人魚ひめ ツヴェルガーの描く海洋世界

 ときにつめたく感情のない海洋世界を描くのにもっとも適した絵画ではないかと思えたほど、ツヴェルガーの『アンデルセンの絵本 人魚ひめ』は透明感があり美しかった。ガラスのようにはかなく透き通った心が示され、読む側は切ないやら、悲しいやら。大人だから冷静に人魚ひめの心情を見つめることができるけれど、一昔前に出会っていたら、かなり深く傷ついていたような気がする。子ども時代を振り返り、やはりわたしには人形実写版の人魚ひめ絵本でよかったのだ、とほっとした。ここには真正面から伝えられると、やりきれないほど清らかでまっすぐな心が描かれているから。
 娘は、胸がはだけた人魚たちを不思議そうに見入っていた。貝殻で覆われていないのだけれど、これもアート形態のひとつなのよね。

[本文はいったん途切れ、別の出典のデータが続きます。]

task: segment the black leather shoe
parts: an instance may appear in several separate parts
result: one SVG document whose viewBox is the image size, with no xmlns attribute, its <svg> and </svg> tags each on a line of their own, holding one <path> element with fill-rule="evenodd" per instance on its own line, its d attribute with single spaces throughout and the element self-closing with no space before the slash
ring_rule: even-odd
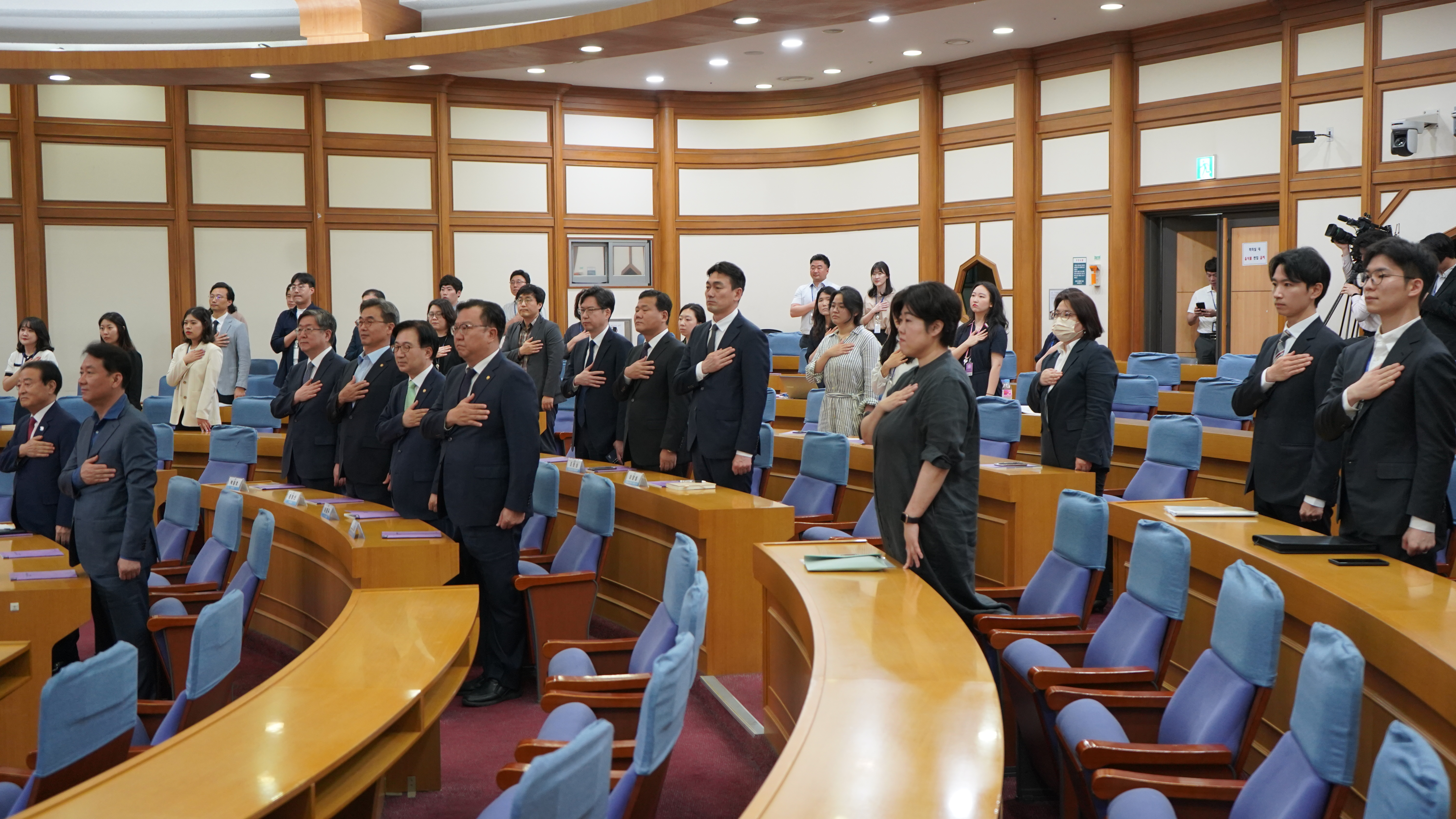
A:
<svg viewBox="0 0 1456 819">
<path fill-rule="evenodd" d="M 494 706 L 496 703 L 504 703 L 507 700 L 514 700 L 521 695 L 520 688 L 507 688 L 496 682 L 495 679 L 486 682 L 476 691 L 464 695 L 460 701 L 466 708 L 483 708 L 485 706 Z"/>
</svg>

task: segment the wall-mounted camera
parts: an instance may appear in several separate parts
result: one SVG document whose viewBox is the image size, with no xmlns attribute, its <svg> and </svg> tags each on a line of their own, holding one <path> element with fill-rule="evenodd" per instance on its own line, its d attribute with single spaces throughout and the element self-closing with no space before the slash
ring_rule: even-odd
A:
<svg viewBox="0 0 1456 819">
<path fill-rule="evenodd" d="M 1436 112 L 1406 116 L 1390 124 L 1390 153 L 1398 157 L 1415 154 L 1415 138 L 1427 128 L 1436 128 L 1441 118 Z"/>
</svg>

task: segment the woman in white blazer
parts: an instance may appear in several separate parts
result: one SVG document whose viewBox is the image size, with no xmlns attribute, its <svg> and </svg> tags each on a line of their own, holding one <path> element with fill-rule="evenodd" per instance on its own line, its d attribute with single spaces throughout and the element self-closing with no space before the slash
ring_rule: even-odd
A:
<svg viewBox="0 0 1456 819">
<path fill-rule="evenodd" d="M 223 423 L 217 401 L 223 349 L 213 343 L 213 321 L 207 310 L 188 310 L 182 317 L 182 335 L 186 340 L 172 351 L 172 364 L 167 367 L 167 384 L 176 387 L 169 420 L 182 431 L 211 432 L 214 423 Z"/>
</svg>

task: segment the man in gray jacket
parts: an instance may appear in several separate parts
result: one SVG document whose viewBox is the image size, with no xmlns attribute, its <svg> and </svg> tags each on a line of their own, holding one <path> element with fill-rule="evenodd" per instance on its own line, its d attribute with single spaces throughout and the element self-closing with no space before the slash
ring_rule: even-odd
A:
<svg viewBox="0 0 1456 819">
<path fill-rule="evenodd" d="M 556 445 L 556 404 L 561 396 L 561 358 L 566 342 L 555 321 L 542 319 L 546 305 L 546 291 L 537 285 L 521 285 L 515 292 L 515 317 L 505 327 L 501 349 L 505 358 L 520 364 L 521 369 L 536 383 L 536 400 L 546 413 L 546 431 L 542 432 L 542 452 L 561 454 Z"/>
<path fill-rule="evenodd" d="M 61 470 L 61 492 L 76 499 L 71 543 L 102 604 L 96 650 L 116 640 L 137 649 L 137 695 L 156 695 L 156 650 L 147 633 L 147 573 L 157 560 L 151 522 L 157 484 L 157 438 L 141 410 L 127 403 L 131 356 L 93 342 L 82 356 L 82 399 L 95 415 L 82 422 Z M 103 623 L 105 621 L 105 623 Z"/>
</svg>

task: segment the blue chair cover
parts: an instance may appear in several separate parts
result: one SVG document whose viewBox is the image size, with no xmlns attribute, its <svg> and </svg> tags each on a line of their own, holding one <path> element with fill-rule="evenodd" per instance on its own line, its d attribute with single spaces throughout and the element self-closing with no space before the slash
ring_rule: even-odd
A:
<svg viewBox="0 0 1456 819">
<path fill-rule="evenodd" d="M 1152 375 L 1159 387 L 1182 383 L 1182 362 L 1171 352 L 1134 352 L 1127 356 L 1128 375 Z"/>
</svg>

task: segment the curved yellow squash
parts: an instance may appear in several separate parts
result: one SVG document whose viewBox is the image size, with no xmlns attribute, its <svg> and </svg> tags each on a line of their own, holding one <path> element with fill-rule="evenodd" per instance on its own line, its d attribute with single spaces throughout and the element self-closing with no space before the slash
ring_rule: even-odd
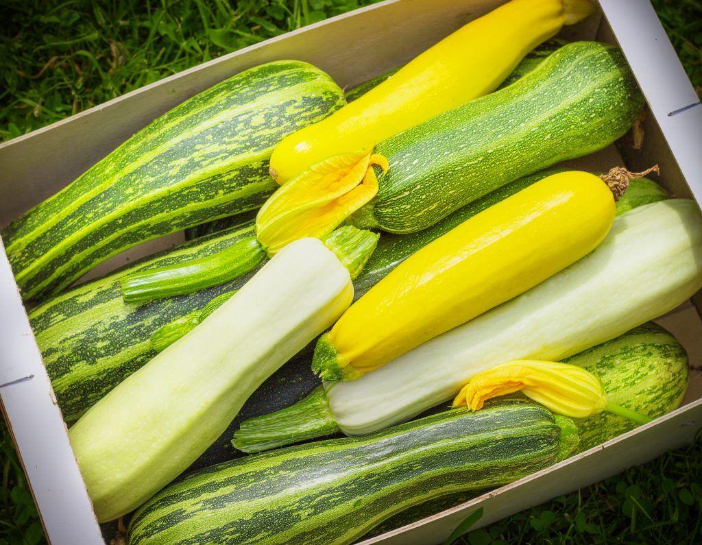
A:
<svg viewBox="0 0 702 545">
<path fill-rule="evenodd" d="M 319 339 L 312 367 L 355 380 L 524 293 L 595 249 L 614 198 L 585 172 L 545 178 L 413 254 Z M 468 364 L 468 362 L 467 362 Z M 431 372 L 432 362 L 427 362 Z"/>
<path fill-rule="evenodd" d="M 333 155 L 367 153 L 378 142 L 490 93 L 534 47 L 594 10 L 588 0 L 511 0 L 331 116 L 284 138 L 271 157 L 271 176 L 283 184 Z"/>
</svg>

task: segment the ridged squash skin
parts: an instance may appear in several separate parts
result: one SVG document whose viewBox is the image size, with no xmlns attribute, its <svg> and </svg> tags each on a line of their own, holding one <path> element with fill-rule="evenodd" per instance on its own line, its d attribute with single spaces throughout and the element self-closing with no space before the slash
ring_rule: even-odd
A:
<svg viewBox="0 0 702 545">
<path fill-rule="evenodd" d="M 564 7 L 565 6 L 565 7 Z M 329 119 L 284 138 L 271 175 L 285 183 L 316 163 L 374 145 L 482 96 L 564 24 L 593 13 L 587 0 L 511 0 L 471 21 Z"/>
<path fill-rule="evenodd" d="M 529 291 L 357 381 L 326 383 L 329 406 L 345 433 L 370 433 L 453 399 L 484 369 L 561 360 L 665 314 L 701 288 L 696 203 L 640 206 L 616 218 L 590 255 Z"/>
<path fill-rule="evenodd" d="M 555 172 L 546 170 L 507 184 L 423 231 L 383 235 L 363 271 L 354 280 L 355 296 L 360 297 L 407 257 L 468 218 Z M 617 214 L 624 208 L 628 209 L 630 196 L 639 195 L 637 203 L 645 203 L 647 199 L 652 202 L 665 195 L 654 182 L 633 180 L 629 190 L 617 202 Z M 77 420 L 107 392 L 155 356 L 157 352 L 150 339 L 157 329 L 190 313 L 199 313 L 215 297 L 240 288 L 251 275 L 194 294 L 139 306 L 124 303 L 119 278 L 209 255 L 236 244 L 242 237 L 254 236 L 252 223 L 244 222 L 73 288 L 32 309 L 29 321 L 64 419 L 67 422 Z"/>
<path fill-rule="evenodd" d="M 273 147 L 344 103 L 305 63 L 262 65 L 176 106 L 6 228 L 25 299 L 66 287 L 150 239 L 258 208 Z"/>
<path fill-rule="evenodd" d="M 352 543 L 412 505 L 548 467 L 567 452 L 560 433 L 543 407 L 513 402 L 240 458 L 162 490 L 132 518 L 128 543 Z"/>
<path fill-rule="evenodd" d="M 317 239 L 295 241 L 91 407 L 69 438 L 98 520 L 126 514 L 187 469 L 352 298 L 336 256 Z"/>
<path fill-rule="evenodd" d="M 355 380 L 524 293 L 589 254 L 609 231 L 614 198 L 597 176 L 548 176 L 408 258 L 325 334 L 312 369 Z"/>
<path fill-rule="evenodd" d="M 505 183 L 606 147 L 643 105 L 616 48 L 564 46 L 512 85 L 380 142 L 390 169 L 355 224 L 426 229 Z"/>
</svg>

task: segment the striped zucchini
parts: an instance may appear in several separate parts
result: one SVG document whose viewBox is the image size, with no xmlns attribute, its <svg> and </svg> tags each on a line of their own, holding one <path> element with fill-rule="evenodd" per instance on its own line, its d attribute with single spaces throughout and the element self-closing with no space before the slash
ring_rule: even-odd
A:
<svg viewBox="0 0 702 545">
<path fill-rule="evenodd" d="M 154 497 L 128 543 L 349 544 L 412 505 L 548 467 L 576 440 L 569 419 L 512 402 L 241 458 Z"/>
<path fill-rule="evenodd" d="M 564 361 L 582 365 L 597 375 L 604 385 L 608 399 L 651 416 L 660 416 L 677 409 L 687 386 L 684 348 L 673 335 L 651 322 Z M 518 397 L 524 398 L 521 395 Z M 573 421 L 580 435 L 574 453 L 601 445 L 635 427 L 631 421 L 607 412 L 574 419 Z M 332 428 L 328 433 L 337 431 Z M 440 513 L 475 495 L 458 492 L 412 507 L 389 518 L 364 537 Z"/>
<path fill-rule="evenodd" d="M 562 47 L 518 81 L 376 146 L 390 169 L 357 226 L 419 231 L 505 183 L 611 144 L 644 99 L 611 46 Z"/>
<path fill-rule="evenodd" d="M 258 207 L 274 188 L 274 146 L 343 103 L 324 72 L 285 60 L 176 106 L 4 230 L 22 296 L 55 293 L 145 240 Z"/>
<path fill-rule="evenodd" d="M 373 433 L 452 399 L 483 370 L 512 360 L 562 360 L 665 314 L 701 288 L 696 204 L 675 199 L 640 206 L 616 218 L 589 256 L 529 291 L 358 380 L 326 383 L 328 407 L 347 435 Z M 294 419 L 289 409 L 281 414 L 289 410 Z M 266 418 L 260 434 L 253 420 L 244 423 L 235 446 L 294 442 L 295 426 L 281 423 L 286 418 Z"/>
<path fill-rule="evenodd" d="M 357 298 L 367 291 L 402 261 L 425 244 L 496 202 L 507 198 L 556 171 L 547 170 L 518 180 L 451 214 L 434 227 L 410 235 L 380 237 L 361 275 L 354 281 Z M 642 183 L 633 180 L 625 197 L 617 203 L 618 212 L 626 195 Z M 663 190 L 654 183 L 648 195 Z M 201 237 L 168 253 L 154 256 L 103 278 L 73 288 L 35 308 L 29 319 L 41 350 L 54 393 L 67 422 L 81 414 L 121 381 L 153 357 L 173 340 L 161 339 L 154 347 L 150 339 L 161 328 L 197 316 L 213 298 L 237 289 L 251 277 L 188 295 L 159 299 L 139 306 L 125 304 L 119 280 L 132 272 L 175 265 L 230 247 L 243 238 L 253 237 L 251 222 L 245 222 L 215 236 Z M 177 324 L 176 324 L 177 325 Z M 173 327 L 180 334 L 187 331 Z M 161 335 L 166 335 L 167 331 Z M 165 342 L 165 345 L 163 343 Z"/>
<path fill-rule="evenodd" d="M 529 72 L 538 66 L 541 61 L 546 57 L 563 46 L 564 43 L 565 42 L 562 40 L 551 39 L 544 42 L 535 49 L 530 51 L 526 56 L 522 60 L 522 62 L 517 65 L 514 71 L 507 77 L 507 79 L 503 82 L 500 88 L 511 84 L 526 75 Z M 376 76 L 372 79 L 369 79 L 369 81 L 346 91 L 346 101 L 351 102 L 352 100 L 355 100 L 362 95 L 365 94 L 373 88 L 383 83 L 383 81 L 386 80 L 399 70 L 399 68 L 393 68 L 391 70 L 388 70 L 388 72 L 381 74 L 380 76 Z M 206 235 L 216 232 L 217 231 L 223 230 L 227 228 L 237 225 L 239 223 L 240 223 L 239 220 L 236 216 L 216 220 L 215 221 L 203 223 L 202 225 L 189 229 L 186 232 L 186 237 L 189 239 L 192 239 L 197 238 L 197 237 L 202 237 Z"/>
<path fill-rule="evenodd" d="M 600 377 L 607 400 L 656 418 L 680 407 L 687 389 L 687 353 L 677 340 L 653 322 L 635 327 L 563 360 Z M 634 429 L 636 423 L 611 412 L 574 420 L 587 450 Z"/>
<path fill-rule="evenodd" d="M 266 379 L 348 308 L 350 270 L 378 235 L 338 231 L 333 247 L 315 238 L 289 244 L 71 428 L 98 521 L 132 511 L 185 471 Z"/>
<path fill-rule="evenodd" d="M 124 303 L 121 277 L 211 255 L 253 236 L 253 225 L 247 222 L 79 286 L 32 309 L 29 322 L 66 421 L 78 419 L 156 355 L 150 338 L 157 329 L 199 312 L 213 298 L 240 288 L 251 275 L 138 306 Z"/>
<path fill-rule="evenodd" d="M 511 360 L 562 360 L 665 314 L 701 288 L 696 203 L 640 206 L 616 218 L 590 255 L 529 291 L 357 381 L 334 383 L 330 407 L 347 433 L 383 429 L 453 398 L 484 369 Z M 402 395 L 388 395 L 392 390 Z"/>
</svg>

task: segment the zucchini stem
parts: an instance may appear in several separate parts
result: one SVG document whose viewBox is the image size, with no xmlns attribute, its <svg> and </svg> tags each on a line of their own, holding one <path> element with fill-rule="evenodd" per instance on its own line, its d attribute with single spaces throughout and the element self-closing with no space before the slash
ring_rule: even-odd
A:
<svg viewBox="0 0 702 545">
<path fill-rule="evenodd" d="M 344 225 L 322 238 L 322 242 L 348 269 L 351 280 L 354 280 L 375 251 L 380 237 L 378 233 Z"/>
<path fill-rule="evenodd" d="M 632 180 L 643 178 L 651 172 L 660 174 L 661 169 L 657 164 L 654 164 L 650 169 L 647 169 L 643 172 L 631 172 L 623 166 L 615 166 L 610 169 L 609 172 L 607 174 L 600 174 L 600 178 L 609 188 L 614 196 L 614 202 L 616 202 L 626 192 L 626 190 L 629 188 L 629 182 Z"/>
<path fill-rule="evenodd" d="M 209 256 L 128 275 L 119 281 L 122 296 L 126 303 L 141 304 L 191 294 L 243 276 L 265 258 L 263 247 L 251 234 Z"/>
<path fill-rule="evenodd" d="M 150 342 L 152 349 L 156 352 L 161 352 L 179 339 L 185 336 L 185 334 L 199 325 L 200 322 L 205 318 L 222 306 L 225 302 L 229 301 L 229 298 L 237 291 L 239 290 L 225 291 L 223 294 L 211 298 L 209 303 L 202 308 L 202 310 L 193 310 L 185 316 L 176 318 L 173 322 L 162 325 L 151 335 Z"/>
<path fill-rule="evenodd" d="M 317 386 L 295 405 L 241 422 L 232 445 L 247 453 L 329 435 L 339 431 L 326 393 Z"/>
<path fill-rule="evenodd" d="M 651 416 L 647 416 L 645 414 L 642 414 L 640 412 L 633 411 L 630 409 L 627 409 L 625 407 L 618 405 L 616 403 L 612 403 L 611 402 L 607 402 L 607 405 L 604 407 L 604 410 L 632 420 L 640 426 L 653 421 L 653 419 Z"/>
</svg>

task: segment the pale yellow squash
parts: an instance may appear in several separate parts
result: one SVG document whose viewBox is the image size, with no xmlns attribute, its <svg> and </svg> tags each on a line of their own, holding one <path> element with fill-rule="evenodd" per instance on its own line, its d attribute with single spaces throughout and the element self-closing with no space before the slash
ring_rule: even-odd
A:
<svg viewBox="0 0 702 545">
<path fill-rule="evenodd" d="M 270 159 L 280 184 L 494 91 L 534 47 L 595 11 L 588 0 L 511 0 L 471 21 L 325 119 L 284 138 Z"/>
<path fill-rule="evenodd" d="M 509 301 L 595 249 L 614 212 L 612 190 L 592 174 L 564 172 L 537 182 L 376 284 L 319 339 L 313 369 L 326 380 L 354 380 Z"/>
</svg>

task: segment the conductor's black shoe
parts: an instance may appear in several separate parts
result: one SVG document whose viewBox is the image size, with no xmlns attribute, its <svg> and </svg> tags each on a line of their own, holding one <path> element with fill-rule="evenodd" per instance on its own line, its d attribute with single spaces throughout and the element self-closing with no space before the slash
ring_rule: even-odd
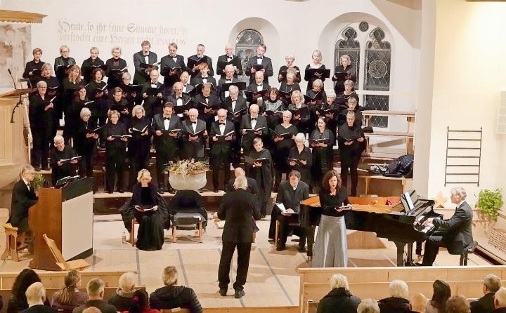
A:
<svg viewBox="0 0 506 313">
<path fill-rule="evenodd" d="M 243 290 L 236 290 L 235 294 L 234 295 L 234 298 L 235 299 L 239 299 L 240 298 L 244 297 L 244 291 Z"/>
</svg>

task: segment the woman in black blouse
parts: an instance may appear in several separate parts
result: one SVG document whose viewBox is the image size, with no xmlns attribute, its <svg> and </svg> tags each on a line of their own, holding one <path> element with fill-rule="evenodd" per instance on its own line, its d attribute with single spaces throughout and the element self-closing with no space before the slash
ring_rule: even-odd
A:
<svg viewBox="0 0 506 313">
<path fill-rule="evenodd" d="M 108 77 L 108 89 L 109 90 L 119 86 L 122 84 L 123 73 L 128 72 L 128 69 L 125 68 L 126 67 L 126 61 L 119 58 L 121 48 L 113 47 L 111 53 L 112 58 L 105 61 L 105 65 L 108 65 L 108 72 L 105 76 Z"/>
<path fill-rule="evenodd" d="M 345 210 L 349 204 L 346 189 L 337 171 L 328 171 L 322 181 L 322 215 L 315 241 L 311 267 L 346 267 L 348 263 Z"/>
<path fill-rule="evenodd" d="M 333 91 L 332 91 L 333 92 Z M 320 117 L 315 129 L 309 137 L 313 148 L 313 181 L 318 189 L 321 187 L 323 174 L 332 168 L 332 156 L 335 137 L 326 127 L 325 119 Z"/>
</svg>

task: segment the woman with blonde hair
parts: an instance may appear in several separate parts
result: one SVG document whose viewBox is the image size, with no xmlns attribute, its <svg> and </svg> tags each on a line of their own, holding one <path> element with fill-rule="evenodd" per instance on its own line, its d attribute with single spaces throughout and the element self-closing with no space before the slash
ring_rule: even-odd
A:
<svg viewBox="0 0 506 313">
<path fill-rule="evenodd" d="M 65 277 L 65 286 L 53 294 L 51 307 L 58 311 L 70 312 L 88 301 L 88 294 L 79 291 L 81 286 L 81 274 L 70 271 Z"/>
</svg>

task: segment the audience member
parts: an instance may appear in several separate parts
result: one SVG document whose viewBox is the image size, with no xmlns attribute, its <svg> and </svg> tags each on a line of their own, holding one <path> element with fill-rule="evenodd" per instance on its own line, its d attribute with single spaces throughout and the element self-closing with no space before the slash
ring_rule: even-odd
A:
<svg viewBox="0 0 506 313">
<path fill-rule="evenodd" d="M 131 272 L 124 273 L 120 277 L 116 292 L 109 297 L 108 303 L 112 305 L 119 312 L 126 311 L 131 307 L 134 302 L 136 274 Z"/>
<path fill-rule="evenodd" d="M 404 281 L 395 279 L 389 285 L 390 297 L 380 300 L 379 309 L 382 313 L 409 313 L 410 312 L 408 300 L 408 284 Z"/>
<path fill-rule="evenodd" d="M 462 295 L 453 295 L 446 301 L 446 313 L 469 313 L 467 299 Z"/>
<path fill-rule="evenodd" d="M 360 298 L 349 291 L 348 279 L 340 274 L 330 278 L 332 290 L 320 300 L 318 313 L 331 313 L 339 308 L 339 313 L 355 313 L 360 303 Z"/>
<path fill-rule="evenodd" d="M 58 310 L 72 311 L 88 301 L 88 294 L 81 292 L 81 274 L 77 271 L 70 271 L 65 277 L 65 286 L 53 293 L 51 307 Z"/>
<path fill-rule="evenodd" d="M 488 313 L 494 309 L 494 293 L 501 287 L 500 279 L 489 274 L 484 279 L 483 297 L 470 303 L 471 313 Z"/>
<path fill-rule="evenodd" d="M 56 312 L 56 309 L 44 305 L 46 288 L 44 288 L 44 285 L 40 281 L 31 284 L 27 288 L 25 295 L 28 302 L 28 308 L 20 312 L 23 313 L 54 313 Z"/>
<path fill-rule="evenodd" d="M 103 300 L 104 287 L 105 284 L 98 278 L 94 278 L 86 285 L 86 291 L 89 300 L 74 309 L 72 313 L 82 313 L 84 309 L 95 307 L 100 309 L 102 313 L 116 313 L 117 311 L 114 305 L 110 305 Z"/>
<path fill-rule="evenodd" d="M 186 307 L 191 313 L 202 313 L 202 309 L 193 289 L 177 284 L 177 269 L 174 266 L 164 269 L 162 274 L 164 287 L 159 288 L 150 295 L 150 303 L 153 309 L 164 309 Z"/>
</svg>

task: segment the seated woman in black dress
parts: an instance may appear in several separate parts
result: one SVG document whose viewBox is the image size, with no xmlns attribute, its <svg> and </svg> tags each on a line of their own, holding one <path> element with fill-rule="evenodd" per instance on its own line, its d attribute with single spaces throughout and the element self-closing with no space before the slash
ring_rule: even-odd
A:
<svg viewBox="0 0 506 313">
<path fill-rule="evenodd" d="M 132 188 L 129 209 L 139 223 L 136 246 L 141 250 L 162 249 L 164 223 L 167 218 L 167 204 L 158 195 L 158 188 L 151 183 L 151 174 L 143 168 Z"/>
</svg>

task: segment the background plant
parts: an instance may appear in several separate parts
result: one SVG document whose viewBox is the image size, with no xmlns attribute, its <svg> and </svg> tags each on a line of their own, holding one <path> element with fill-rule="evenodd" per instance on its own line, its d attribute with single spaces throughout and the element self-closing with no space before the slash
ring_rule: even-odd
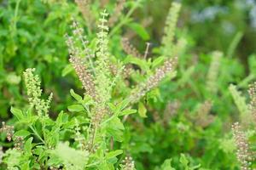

 「……人魚ひめは、死んだような気がしませんでした。ひめは自分の心がふわりとかるくなり、あわからぬけだして、しずかに空高くのぼっていくのをかんじました」。なぜか最後に、自分の死に際もこんな感じがいいなと思った。
 娘と取り組んだアートプロジェクト、靴箱シアター(人魚ひめ編)*1が楽しかった。(asukab)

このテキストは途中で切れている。